Excision by recombinases leaves a scar sequence consisting of recombinase-recognition sites (Supplementary Fig. 2d). Therefore, in our original tandem GPC (version 1), where the the start codon was placed within each GPC, sequential excision of the tandem array of GPCs inevitably leads to lengthening of the scar upstream of the GPC to be expressed. Longer scars in the 5′ untranslated region (5′UTR) may form secondary structures that affect translation efficiency16. To address this issue, we created a version 2 tandem GPC (Supplementary Fig. 2e) with an initiation codon and a Kozak sequence between the promoter and the GPCs so that the scar sequence did not contribute to the 5′UTR but was actually translated. A self-cleaving 2A sequence was appended at the 5′ end of each split recombinase gene to reduce the possibility of the polypeptide from the scar sequence interfering with CID or recombinase activity. Consistent with our expectations, version 2 of the tandem GPC gene circuit had better excision efficiency than version 1, yielding a more robust gene expression cascade (Supplementary Fig. 2e). All gene expression cascades described hereafter were based on version 2 of the tandem GPC design.

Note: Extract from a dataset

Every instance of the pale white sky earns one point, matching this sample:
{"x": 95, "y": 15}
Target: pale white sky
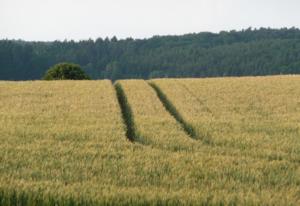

We next tested tandem GPCv2-Fluor, a tandem GPC gene circuit that sequentially expresses four fluorescent proteins in HEK293T cells (Fig. 2a). Tandem GPCv2-Fluor consists of GIB-Cre-BFP, ABA-Flp-GFP, GIB-PhiC31-mCherry, and iRFP72017 so that alternating treatment with GA4, ABA, and GA4 induces the sequential expression of BFP, GFP, mCherry, and iRFP720. All payload genes were tagged with the PEST sequence18 to increase their turnover rate so that fluorescence levels would more accurately reflect gene expression from each GPC. PiggyBac transposase was used to integrate large (>15 kb) gene circuits into mammalian host genomes19. Sequential treatment with GA4, ABA, and GA4, each for 48 h, induced the gene expression cascade
in up to 95% of the cells (Fig. 2b, c). We observed that a small (<10%) fraction of the cells expressed payload genes programmed to be expressed at later stages in the cascade. This expression was likely due to the leaky activity of split recombinases in the absence of ligand. Consistently, PCR amplification of the scar sequence detected a modest proportion of gene circuit at later stages of the cascade, indicating leaky recombinase activity (Supplementary Fig. 3b).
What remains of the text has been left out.